What worried me more was the comments on the Feministing post about the new Strawberry shortcake design. There were a lot of comments about how the new design looks ‘precocious’ and flirty, and I was honestly surprised by that. Commenters ended up seeing sex in a fairly non-explicit pose and appearance. Whilst I’d be the first to admit gendered posing of female characters, I think there’s another underlying issue here.

I mean, aren’t we feminists the ones telling people not to equate girls and women with sex? That girls are not to blame for men leching on them/ That there is no ‘she deduced me with her come-hither kiddy eyes’ excuse? And then, when we’re talking about characters, we go back to the ‘she’s too flirty’ excuse. I know it probably wasn’t intentional, but this kind of personal bias we all have is the most dangerous, because we can’t see it.

There are plenty of good points to make about the effect current beauty standards are having on children’s toys and children, but I can’t help but think that accusing a child character of being a precocious flirt plays into the lolita myth, rather than focusing on the people who designed the character to look and act a certain way.

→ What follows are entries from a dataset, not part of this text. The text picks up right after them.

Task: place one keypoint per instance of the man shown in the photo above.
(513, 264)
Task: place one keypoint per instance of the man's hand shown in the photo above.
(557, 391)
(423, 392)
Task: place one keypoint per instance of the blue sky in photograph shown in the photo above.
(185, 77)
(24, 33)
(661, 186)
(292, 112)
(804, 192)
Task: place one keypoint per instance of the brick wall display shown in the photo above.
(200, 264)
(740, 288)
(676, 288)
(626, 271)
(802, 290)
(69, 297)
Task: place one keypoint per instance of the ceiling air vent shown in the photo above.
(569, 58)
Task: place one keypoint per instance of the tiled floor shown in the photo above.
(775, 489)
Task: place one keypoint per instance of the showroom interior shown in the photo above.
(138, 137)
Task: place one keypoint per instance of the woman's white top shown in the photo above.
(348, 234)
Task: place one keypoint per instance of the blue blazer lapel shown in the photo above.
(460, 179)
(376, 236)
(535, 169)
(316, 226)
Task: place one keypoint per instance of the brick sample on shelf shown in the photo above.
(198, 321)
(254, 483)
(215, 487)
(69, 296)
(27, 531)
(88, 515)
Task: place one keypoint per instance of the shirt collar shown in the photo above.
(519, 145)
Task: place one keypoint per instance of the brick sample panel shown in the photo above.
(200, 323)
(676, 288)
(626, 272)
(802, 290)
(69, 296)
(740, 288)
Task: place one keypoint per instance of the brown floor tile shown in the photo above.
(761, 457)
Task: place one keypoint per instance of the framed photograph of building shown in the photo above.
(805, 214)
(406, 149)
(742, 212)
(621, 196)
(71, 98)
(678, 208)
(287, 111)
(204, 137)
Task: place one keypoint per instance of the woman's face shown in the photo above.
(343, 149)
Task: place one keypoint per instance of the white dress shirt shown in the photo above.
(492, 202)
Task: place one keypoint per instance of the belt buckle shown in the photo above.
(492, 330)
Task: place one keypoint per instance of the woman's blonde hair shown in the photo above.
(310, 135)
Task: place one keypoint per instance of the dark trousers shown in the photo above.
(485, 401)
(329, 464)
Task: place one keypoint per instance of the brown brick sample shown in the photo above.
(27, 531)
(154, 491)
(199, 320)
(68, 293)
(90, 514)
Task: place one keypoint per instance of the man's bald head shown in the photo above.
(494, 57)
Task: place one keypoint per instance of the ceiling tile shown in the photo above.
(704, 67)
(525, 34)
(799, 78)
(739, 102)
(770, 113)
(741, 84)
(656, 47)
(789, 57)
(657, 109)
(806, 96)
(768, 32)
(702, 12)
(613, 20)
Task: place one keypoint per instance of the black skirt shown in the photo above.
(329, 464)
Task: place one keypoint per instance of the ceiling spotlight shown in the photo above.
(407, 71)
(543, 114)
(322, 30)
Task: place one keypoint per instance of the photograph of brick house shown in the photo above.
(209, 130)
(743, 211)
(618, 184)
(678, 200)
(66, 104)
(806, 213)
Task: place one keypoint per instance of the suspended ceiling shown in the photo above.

Especially considering we’re not talking about BRATZ here, the reaction is rather unusual.

There’s plenty of critique to make of fictional characters, but since they are a proxy for real people (ie, are semi-representational, and are taken as people in the plot), I think it’s almost as important to not blame characters for how they are portrayed, and focus on the fact that they were consiously designed to look/act a certain way, by people, usually men. A lot of critique I see in fandom of female characters is focused on the female character. She is weak, or she is boring, or she is too girly. But not a thought to who created the character and shaped the plot. A female character isn’t innately anything, tehy are, as male characters, puppets, whereby writers shape their actions.

I think focusing on how she is apparently flirtatious is part of the problem, because we interpret women and even children as coding for sex, and if you look at the picture of the character, she’s hardly pouting and baring cleavage. I think interpreting something like that as flirtatious tells us a lot more about ourselves, and how much society has effed up our minds than about the picture itself.

Evalana // Posted 21 June 2008 at 5:32 am

That article in the Times got a number of things wrong, including that the Care Bears “are getting” a makeover. The revamp happened last year, and episodes of the new series have been airing on CBS on Saturday mornings since last September.

You can check out clips and art on the official website:

SHAKIA // Posted 28 March 2009 at 4:53 pm

just keep them normal this is not good that is the wrong message for kids would you be proud if your daughter wore a minnie skirt and a tight shirt what is next pinky dinky doo NAKED!!!!!!!!!!!!!!!!!!!!!!